It's right to start this blog with a consideration of Gretchen Daily, surely one of the most forceful and admirable advocates for the Ecosystem Services approach in policy today. She was featured last month in a NYTimes writeup that served to introduce readers to her work and the concept of ecosystem services. I don't really have an issue with Daily's work as it's presented, but rather the journalistic framing. I wrote the following up as a letter to the editor that I never sent, because I decided to start a blog instead.
While Dr. Daily’s work, and the work of the Natural Capital group, has been pathbreaking, it is not the only path. The “ecosystem services” approach is presented in a slightly cartoonish, Goldilocks fashion as the rational middle ground between a kooky deep green environmentalism on the one hand and rapacious economic exploitation on the other.
We know how this drama plays out. The piece casts Dr. Daily on a too-familiar stage: on the one hand, “nature’s intrinsic worth,” and on the other, the blinkered but practical and “anthropocentric” calculus of economic worth. Maintaining the mutual irreconcilability of these approaches has been very convenient for both economics and environmentalists, and its invocation is a kind of ritual. As long as nature’s true wealth is “vast, immeasurable,” economists are allowed to ignore it or honor it in the breach – it appears on stage only to be quickly shuffled off.

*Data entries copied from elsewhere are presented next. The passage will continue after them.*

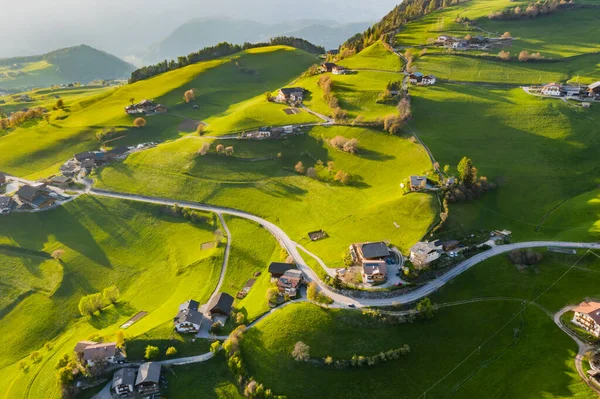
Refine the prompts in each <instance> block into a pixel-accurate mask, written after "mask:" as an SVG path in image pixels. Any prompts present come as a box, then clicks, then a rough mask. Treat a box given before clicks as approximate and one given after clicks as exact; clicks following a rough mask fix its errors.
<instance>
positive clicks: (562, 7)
mask: <svg viewBox="0 0 600 399" xmlns="http://www.w3.org/2000/svg"><path fill="white" fill-rule="evenodd" d="M573 5H574V3H573V1H572V0H545V1H537V2H535V3H529V5H527V7H525V8H523V7H520V6H517V7H512V8H505V9H504V10H502V11H493V12H491V13H490V14H489V15H488V18H489V19H495V20H503V21H506V20H513V19H522V18H535V17H537V16H542V15H548V14H552V13H555V12H557V11H558V10H559V9H563V8H569V7H571V6H573Z"/></svg>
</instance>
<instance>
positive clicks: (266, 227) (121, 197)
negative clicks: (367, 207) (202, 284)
mask: <svg viewBox="0 0 600 399" xmlns="http://www.w3.org/2000/svg"><path fill="white" fill-rule="evenodd" d="M88 193H89V194H91V195H95V196H101V197H110V198H118V199H123V200H130V201H138V202H147V203H153V204H160V205H168V206H173V205H174V204H176V203H177V204H179V205H181V206H185V207H188V208H191V209H197V210H202V211H209V212H214V213H217V214H219V215H220V214H228V215H233V216H237V217H240V218H244V219H248V220H252V221H254V222H256V223H259V224H260V225H262V226H263V227H264V228H266V229H267V230H268V231H269V232H270V233H271V234H272V235H273V236H274V237H275V238H276V239H277V240H278V241H279V243H280V244H281V245H282V246H283V247H284V248H285V249H286V250H287V252H288V253H289V254H290V255H291V256H292V258H293V259H294V261H295V262H296V264H297V265H298V268H299V269H300V270H301V271H302V272H303V273H304V275H305V276H306V278H307V280H308V281H314V282H316V283H317V284H318V285H319V287H320V289H321V290H322V291H323V292H324V293H326V294H327V295H328V296H330V297H331V298H332V299H333V300H334V301H335V304H334V306H337V307H346V306H348V305H351V304H352V305H354V306H357V307H364V306H388V305H394V304H398V303H402V304H407V303H413V302H416V301H418V300H420V299H421V298H424V297H427V296H429V295H431V294H432V293H434V292H435V291H437V290H438V289H440V288H441V287H442V286H444V285H445V284H446V283H447V282H448V281H450V280H452V279H454V278H455V277H457V276H459V275H460V274H462V273H464V272H465V271H467V270H469V269H470V268H471V267H473V266H475V265H476V264H478V263H480V262H483V261H485V260H487V259H489V258H491V257H493V256H496V255H500V254H503V253H506V252H510V251H512V250H515V249H524V248H537V247H547V246H553V247H561V248H582V249H600V243H586V242H565V241H530V242H520V243H514V244H507V245H500V246H496V247H493V248H492V249H490V250H488V251H485V252H481V253H479V254H477V255H475V256H473V257H472V258H469V259H467V260H465V261H463V262H461V263H459V264H458V265H457V266H455V267H454V268H453V269H452V270H450V271H448V272H447V273H445V274H443V275H442V276H440V277H439V278H437V279H435V280H433V281H431V282H429V283H427V284H426V285H424V286H421V287H419V288H417V289H415V290H413V291H411V292H408V293H406V294H401V295H398V296H396V297H392V298H381V299H363V298H351V297H348V296H345V295H341V294H338V293H335V292H333V291H332V290H331V289H330V288H329V287H328V286H327V285H326V284H325V283H323V282H322V281H321V280H320V279H319V277H318V276H317V274H316V273H315V272H314V271H313V270H312V269H311V268H310V267H309V266H308V265H307V264H306V262H305V261H304V259H303V258H302V256H301V255H300V252H299V250H298V249H299V245H298V244H297V243H296V242H295V241H293V240H292V239H291V238H290V237H289V236H288V235H287V234H286V233H285V232H284V231H283V230H282V229H281V228H280V227H279V226H277V225H275V224H273V223H271V222H269V221H267V220H265V219H263V218H261V217H258V216H256V215H252V214H250V213H248V212H244V211H240V210H237V209H231V208H223V207H218V206H214V205H206V204H201V203H198V202H190V201H180V200H175V199H167V198H159V197H150V196H143V195H136V194H127V193H117V192H112V191H106V190H98V189H91V190H89V191H88ZM315 259H317V261H319V259H318V258H317V257H315ZM321 262H322V261H320V262H319V263H321Z"/></svg>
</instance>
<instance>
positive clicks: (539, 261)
mask: <svg viewBox="0 0 600 399" xmlns="http://www.w3.org/2000/svg"><path fill="white" fill-rule="evenodd" d="M508 258H509V259H510V261H511V262H512V263H513V264H515V265H524V266H532V265H535V264H538V263H540V262H541V261H542V259H544V256H543V255H542V254H541V253H540V252H537V251H534V250H532V249H523V250H519V249H515V250H514V251H510V252H509V254H508Z"/></svg>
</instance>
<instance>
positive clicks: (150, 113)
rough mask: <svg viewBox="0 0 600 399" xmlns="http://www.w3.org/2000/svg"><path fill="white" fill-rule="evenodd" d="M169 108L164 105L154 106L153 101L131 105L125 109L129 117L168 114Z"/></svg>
mask: <svg viewBox="0 0 600 399" xmlns="http://www.w3.org/2000/svg"><path fill="white" fill-rule="evenodd" d="M167 111H168V110H167V107H165V106H164V105H162V104H154V101H152V100H142V101H140V102H139V103H137V104H131V105H128V106H126V107H125V112H126V113H127V114H129V115H136V114H142V115H148V114H160V113H165V112H167Z"/></svg>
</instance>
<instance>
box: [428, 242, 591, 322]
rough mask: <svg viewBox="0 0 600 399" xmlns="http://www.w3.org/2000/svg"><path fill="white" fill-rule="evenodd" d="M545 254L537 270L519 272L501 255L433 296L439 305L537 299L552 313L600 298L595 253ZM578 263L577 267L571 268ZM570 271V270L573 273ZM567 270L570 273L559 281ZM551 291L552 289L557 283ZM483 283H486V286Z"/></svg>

Likewise, deep green environmentalists are allowed to forego calculation at all, having ceded the entire exercise of quantifying value to economists. The two views simply talk past one another, and the common conceptualization of ecosystem services does nothing to change this. The profound barrier between what Dr. Daily describes a nature’s “own realm” and the realm of “current decisions” must be overcome.
If we must render values equivalent through money it should be in the service of the larger goal of establishing decision frameworks where no values are illegible. Ecosystem services policy can either aim to find money equivalences for more and more elements of nature, or it can lay bare the limits of economic calculus by addressing the values of that vast, immeasurable country beyond.